New TB testing rules ushered in by Defra threaten to damage the “fragile” beef industry, the Livestock Auctioneers Association (LAA) has warned.
Under the new rules, which come into effect from 6 April, animals moving from high risk and edge areas on to farms in low-risk areas must be post-movement tested within 120 days of arrival.
According to Defra, more than half of new bovine TB infections in low-risk areas are linked to cattle purchase from high-risk areas.
Farm minister George Eustice said the new cattle measures would help protect against cattle-to-cattle transmission and “bring the low-risk area closer to achieving TB freedom”.
But LAA executive secretary Chris Dodds said: “To me it suggests the pre-movement test isn’t good enough. They want [animals] tested again.”
Mr Dodds described the rules as a “massive burden” for large cattle finishers, particularly those that grazed cattle at separate holding units or used buying agents and were moving between different holdings.
“I have advised markets what is happening and it would be fair to say that markets in Wales, high risk and edge areas are very concerned that it is another reason for feeding men to say ‘we are not feeding cattle’.”
Mr Dodds blasted Defra for only giving farmers three weeks’ notice of the changes.
He said the rules had not been given enough consideration and could be hugely damaging to the beef industry, which was already under financial strain.
There was also widespread concern it would create a “two-tier” market in edge areas.
He said: “If people in low risk have got to take [cattle] home and test them, there is a cost to that and there’s a threat that buyers around the ring will have different spend power.”
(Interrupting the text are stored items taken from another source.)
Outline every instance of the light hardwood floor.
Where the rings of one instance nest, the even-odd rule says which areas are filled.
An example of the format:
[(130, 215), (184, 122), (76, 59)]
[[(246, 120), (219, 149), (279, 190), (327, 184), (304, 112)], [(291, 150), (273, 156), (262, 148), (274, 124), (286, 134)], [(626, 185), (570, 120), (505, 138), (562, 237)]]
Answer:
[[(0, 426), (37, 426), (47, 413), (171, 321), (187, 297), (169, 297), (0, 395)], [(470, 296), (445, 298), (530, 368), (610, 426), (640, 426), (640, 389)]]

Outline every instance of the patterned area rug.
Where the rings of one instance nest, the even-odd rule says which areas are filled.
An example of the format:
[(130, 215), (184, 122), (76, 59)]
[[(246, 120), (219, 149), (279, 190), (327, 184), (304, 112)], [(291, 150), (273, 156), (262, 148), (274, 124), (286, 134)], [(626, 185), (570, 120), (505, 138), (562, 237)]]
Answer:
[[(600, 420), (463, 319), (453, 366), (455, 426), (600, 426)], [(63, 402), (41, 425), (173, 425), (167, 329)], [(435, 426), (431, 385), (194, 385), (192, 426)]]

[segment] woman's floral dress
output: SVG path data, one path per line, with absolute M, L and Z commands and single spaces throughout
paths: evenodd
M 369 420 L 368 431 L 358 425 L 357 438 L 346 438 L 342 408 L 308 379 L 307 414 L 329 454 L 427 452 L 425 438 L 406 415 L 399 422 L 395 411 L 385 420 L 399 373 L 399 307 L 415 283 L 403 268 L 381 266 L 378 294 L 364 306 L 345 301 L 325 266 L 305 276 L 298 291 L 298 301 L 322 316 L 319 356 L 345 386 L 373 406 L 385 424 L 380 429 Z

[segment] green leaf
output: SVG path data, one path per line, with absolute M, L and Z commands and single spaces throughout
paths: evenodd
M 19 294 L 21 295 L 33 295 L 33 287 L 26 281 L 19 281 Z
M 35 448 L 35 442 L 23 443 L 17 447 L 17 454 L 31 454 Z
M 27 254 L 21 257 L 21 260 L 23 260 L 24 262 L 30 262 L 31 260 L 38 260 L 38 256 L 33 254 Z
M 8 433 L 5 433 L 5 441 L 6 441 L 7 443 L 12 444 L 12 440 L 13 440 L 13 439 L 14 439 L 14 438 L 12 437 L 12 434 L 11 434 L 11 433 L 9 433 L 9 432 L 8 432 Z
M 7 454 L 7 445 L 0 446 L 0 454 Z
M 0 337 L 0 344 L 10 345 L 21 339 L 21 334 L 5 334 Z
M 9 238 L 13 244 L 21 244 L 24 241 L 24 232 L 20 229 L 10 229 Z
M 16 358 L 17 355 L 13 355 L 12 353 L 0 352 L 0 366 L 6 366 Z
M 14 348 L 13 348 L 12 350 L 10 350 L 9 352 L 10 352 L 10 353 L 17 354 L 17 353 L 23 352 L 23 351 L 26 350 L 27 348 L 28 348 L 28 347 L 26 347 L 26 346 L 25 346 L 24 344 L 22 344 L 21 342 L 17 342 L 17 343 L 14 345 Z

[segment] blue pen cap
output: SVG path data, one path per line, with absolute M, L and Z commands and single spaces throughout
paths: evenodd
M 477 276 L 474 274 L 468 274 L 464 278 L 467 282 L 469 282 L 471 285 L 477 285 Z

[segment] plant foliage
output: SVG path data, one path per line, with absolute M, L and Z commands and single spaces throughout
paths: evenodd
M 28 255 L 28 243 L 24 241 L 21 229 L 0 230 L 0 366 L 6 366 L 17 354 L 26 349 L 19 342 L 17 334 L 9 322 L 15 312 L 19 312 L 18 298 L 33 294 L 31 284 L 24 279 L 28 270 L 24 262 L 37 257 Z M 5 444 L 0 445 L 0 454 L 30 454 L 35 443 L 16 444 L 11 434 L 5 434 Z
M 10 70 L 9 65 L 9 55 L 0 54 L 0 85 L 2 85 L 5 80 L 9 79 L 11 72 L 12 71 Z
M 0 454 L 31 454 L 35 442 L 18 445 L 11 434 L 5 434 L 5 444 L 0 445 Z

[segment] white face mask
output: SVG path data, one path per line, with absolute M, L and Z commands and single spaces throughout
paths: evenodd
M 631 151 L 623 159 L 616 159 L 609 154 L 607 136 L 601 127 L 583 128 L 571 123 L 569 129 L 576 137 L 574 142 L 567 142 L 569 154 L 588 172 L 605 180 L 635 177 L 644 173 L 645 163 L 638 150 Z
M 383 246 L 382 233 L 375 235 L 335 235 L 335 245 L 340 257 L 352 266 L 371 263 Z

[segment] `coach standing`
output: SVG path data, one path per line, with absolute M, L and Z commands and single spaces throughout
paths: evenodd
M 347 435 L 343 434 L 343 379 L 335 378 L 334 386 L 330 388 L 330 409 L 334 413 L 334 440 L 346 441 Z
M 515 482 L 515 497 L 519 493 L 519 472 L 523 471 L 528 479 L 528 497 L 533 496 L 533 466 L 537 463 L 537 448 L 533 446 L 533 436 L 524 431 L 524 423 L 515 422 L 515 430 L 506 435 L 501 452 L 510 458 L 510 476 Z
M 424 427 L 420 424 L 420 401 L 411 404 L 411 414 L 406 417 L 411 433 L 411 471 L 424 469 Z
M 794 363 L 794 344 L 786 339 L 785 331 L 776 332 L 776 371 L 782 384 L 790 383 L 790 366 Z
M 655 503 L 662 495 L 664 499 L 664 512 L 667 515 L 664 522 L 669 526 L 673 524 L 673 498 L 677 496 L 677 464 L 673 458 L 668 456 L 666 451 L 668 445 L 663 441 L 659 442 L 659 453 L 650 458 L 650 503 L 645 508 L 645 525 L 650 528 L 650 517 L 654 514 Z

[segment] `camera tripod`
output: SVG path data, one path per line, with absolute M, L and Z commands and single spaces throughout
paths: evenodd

It could also cause more finishers in low-risk areas to only buy cattle from low risk areas so they did not have to test, which would create trading disparities.
Exemptions to testing:
- If the animal is sent for slaughter before 120 days they do not need a post-movement test
- If cattle are being bought from farms in low-risk areas
- They also do not need to be tested if they are moved to an licensed finishing unit or approved finishing unit
- Animals moving from a one-year testing zone that are sold through a market located in an edge area do not require testing
However, NFU chief livestock adviser John Royle said members in low-risk areas were generally supportive of the new rules because they “want to keep disease out”.
However, he agreed there were practical issues with its implementation.
“We do have concerns about how people will [find out about] the date of the last test – it is going to be very difficult for market operators to provide the information to buyers – and there is a risk that if farmers get it wrong they will get nasty letters from the RPA.”
Three additional measures will also be introduced at the same time:
• Tighter movement restrictions. All herds in the high-risk area of England affected by a new TB breakdown will need to pass two strict tests before movement restrictions are lifted.
• Government-funded pre-sale testing. Free pre-sale TB tests will be available to many herd owners in the low-risk area selling twenty or more cattle in a single purchase.
• The Animal and Plant Health Agency (APHA) will start offering the option of private Interferon Gamma blood tests to diagnose TB under certain conditions and subject to prior approval from APHA.